В течение нескольких недель до того все вокруг только и говорили, что о предстоящей свадьбе короля и герцогини де Бофор. Герцогиня не нравилась никому, но ее внезапная смерть опечалила многих. Все же Габриэль была одной из нас, пусть она и перешла вслед за королем в католическую веру. Чем дольше я размышлял, тем четче оформлялась в моем мозгу одна неприятная мысль. Я понял наконец, что Виньяк не приедет в Клермон. Поэтому я и решил поехать в Париж и узнать, что там происходит. К тому же я не мог больше подводить дядю. Я чувствовал своим долгом привести дом в порядок и уничтожить мастерскую. Кроме того, Виньяк должен был объясниться. Мне надо было поговорить с Валерией, которая, как я полагал, точно должна была знать, где искать Виньяка. Надо было повидаться и с Баллерини. По всем этим причинам я и решил отправиться в Париж в пасхальную субботу.

Ш.Л.: Но ваше прибытие задержалось из-за того, что у кареты отвалилось колесо?

ЛЮССАК: Да, это правда. Из-за поломки я приехал в Париж только с наступлением сумерек.

Ш.Л.: С наступлением сумерек? В своем письме вы указываете, что приехали в Париж около полуночи.

ЛЮССАК: Да, я знаю, но это не соответствует действительности.

Ш.Л.: Что же в таком случае соответствует действительности?

ЛЮССАК: Я был в доме за два часа до того, как начался пожар.

Ш.Л.: И?

ЛЮССАК: Там никого не оказалось. Все вещи были в том положении, в каком я оставил их в апреле. Ставни закрыты, в жилой комнате тоже никто ничего не трогал. Мастерская была заперта.

Ш.Л.: Вы зашли в мастерскую?

ЛЮССАК: Нет, я тотчас покинул дом и направился на Вишневую улицу, чтобы найти Валерию. Однако дом итальянца оказался на замке. У ворот не было стражи, а на мой стук никто не ответил. Двое нищих, оказавшихся поблизости, сказали мне, что дом закрыт с чистого четверга. Несолоно хлебавши, направил я свои стопы к Гревской площади. Улицы казались вымершими. Я проголодался, но мне потребовался почти час, чтобы найти харчевню, где я смог съесть тарелку супа и кусок хлеба. После этого я отправился в Университетский квартал. Но в доме Баллерини тоже не было никого, и в конце концов мне пришлось вернуться на улицу Двух Ворот.

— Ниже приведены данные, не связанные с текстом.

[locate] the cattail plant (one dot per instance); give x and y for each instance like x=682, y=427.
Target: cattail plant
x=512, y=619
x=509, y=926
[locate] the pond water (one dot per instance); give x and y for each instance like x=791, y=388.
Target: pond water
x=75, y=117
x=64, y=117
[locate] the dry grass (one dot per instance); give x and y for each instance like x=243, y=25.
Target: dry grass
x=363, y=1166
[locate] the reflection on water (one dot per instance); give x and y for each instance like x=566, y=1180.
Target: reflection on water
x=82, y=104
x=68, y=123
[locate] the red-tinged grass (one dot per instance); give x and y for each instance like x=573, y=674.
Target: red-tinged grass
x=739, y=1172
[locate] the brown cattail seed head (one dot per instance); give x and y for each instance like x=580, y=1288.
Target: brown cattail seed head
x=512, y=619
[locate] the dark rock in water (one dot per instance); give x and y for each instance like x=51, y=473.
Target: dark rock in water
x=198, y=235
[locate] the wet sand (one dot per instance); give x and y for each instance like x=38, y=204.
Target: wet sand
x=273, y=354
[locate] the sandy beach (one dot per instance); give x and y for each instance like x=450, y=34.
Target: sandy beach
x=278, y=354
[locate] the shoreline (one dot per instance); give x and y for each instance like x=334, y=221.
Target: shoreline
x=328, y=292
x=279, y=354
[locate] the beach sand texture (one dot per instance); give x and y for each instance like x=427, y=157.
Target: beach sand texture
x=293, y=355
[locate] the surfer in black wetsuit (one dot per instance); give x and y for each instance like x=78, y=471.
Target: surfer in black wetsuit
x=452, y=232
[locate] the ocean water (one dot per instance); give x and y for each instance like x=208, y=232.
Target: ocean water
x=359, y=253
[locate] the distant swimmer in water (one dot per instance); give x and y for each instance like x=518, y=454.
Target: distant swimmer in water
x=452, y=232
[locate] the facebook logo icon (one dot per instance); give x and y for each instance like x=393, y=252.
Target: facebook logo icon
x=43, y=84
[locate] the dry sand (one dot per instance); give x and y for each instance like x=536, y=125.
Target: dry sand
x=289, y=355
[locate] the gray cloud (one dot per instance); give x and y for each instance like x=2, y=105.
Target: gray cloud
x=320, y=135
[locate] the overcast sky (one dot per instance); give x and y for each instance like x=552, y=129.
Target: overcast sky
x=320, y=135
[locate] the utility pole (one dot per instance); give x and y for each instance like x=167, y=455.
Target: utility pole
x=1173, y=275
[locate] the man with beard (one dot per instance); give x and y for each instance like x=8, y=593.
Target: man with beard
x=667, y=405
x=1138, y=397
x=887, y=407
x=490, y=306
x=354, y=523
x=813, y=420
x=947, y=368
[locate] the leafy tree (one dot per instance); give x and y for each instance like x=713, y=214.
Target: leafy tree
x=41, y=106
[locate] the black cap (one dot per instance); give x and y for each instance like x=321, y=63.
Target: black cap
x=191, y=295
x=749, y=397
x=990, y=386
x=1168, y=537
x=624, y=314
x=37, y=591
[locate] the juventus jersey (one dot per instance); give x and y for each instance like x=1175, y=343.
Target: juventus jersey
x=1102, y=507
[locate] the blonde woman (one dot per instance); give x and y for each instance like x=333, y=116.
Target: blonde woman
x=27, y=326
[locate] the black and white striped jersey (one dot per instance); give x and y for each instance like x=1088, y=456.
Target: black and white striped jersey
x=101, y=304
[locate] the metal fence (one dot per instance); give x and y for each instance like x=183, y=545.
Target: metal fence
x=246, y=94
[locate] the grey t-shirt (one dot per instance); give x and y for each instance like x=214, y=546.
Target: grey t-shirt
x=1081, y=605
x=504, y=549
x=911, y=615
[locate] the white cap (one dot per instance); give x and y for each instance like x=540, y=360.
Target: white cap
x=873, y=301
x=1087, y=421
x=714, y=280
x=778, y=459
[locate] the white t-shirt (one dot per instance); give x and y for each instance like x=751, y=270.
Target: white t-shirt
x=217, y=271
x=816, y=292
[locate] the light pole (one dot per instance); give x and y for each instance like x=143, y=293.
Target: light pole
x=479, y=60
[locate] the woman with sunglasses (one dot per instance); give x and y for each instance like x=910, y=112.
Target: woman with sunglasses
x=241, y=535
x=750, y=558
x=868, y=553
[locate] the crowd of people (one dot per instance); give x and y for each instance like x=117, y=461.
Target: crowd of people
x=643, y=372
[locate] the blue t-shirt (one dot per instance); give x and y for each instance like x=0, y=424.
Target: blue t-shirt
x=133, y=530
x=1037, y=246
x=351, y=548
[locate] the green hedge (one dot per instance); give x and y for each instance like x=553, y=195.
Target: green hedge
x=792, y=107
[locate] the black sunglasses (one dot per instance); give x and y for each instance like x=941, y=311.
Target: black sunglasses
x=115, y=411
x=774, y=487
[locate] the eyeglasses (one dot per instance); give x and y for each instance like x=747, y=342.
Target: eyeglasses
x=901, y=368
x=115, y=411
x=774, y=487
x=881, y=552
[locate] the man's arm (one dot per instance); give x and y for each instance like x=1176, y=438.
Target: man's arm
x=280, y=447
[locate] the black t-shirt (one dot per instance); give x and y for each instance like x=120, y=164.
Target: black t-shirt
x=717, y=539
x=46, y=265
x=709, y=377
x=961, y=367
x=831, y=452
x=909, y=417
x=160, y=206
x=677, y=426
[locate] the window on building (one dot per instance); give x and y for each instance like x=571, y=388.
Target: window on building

Едва свернув на свою улицу, я сразу заметил перед домом большое скопление народа. Звонили в пожарный колокол. Отовсюду сбегались люди, чтобы помочь в тушении пожара. Между домами стлался густой дым, а сзади я услышал лошадиное ржание — это скакали городские стражники, вызванные на место происшествия. Меня объял невероятный ужас. После всего того, что произошло, это несчастье скорее всего было очередным звеном цепи событий, началом которой стали интриги Виньяка. Предоставив дом дяди его судьбе, я резко повернулся и опрометью бросился назад, к дому Баллерини.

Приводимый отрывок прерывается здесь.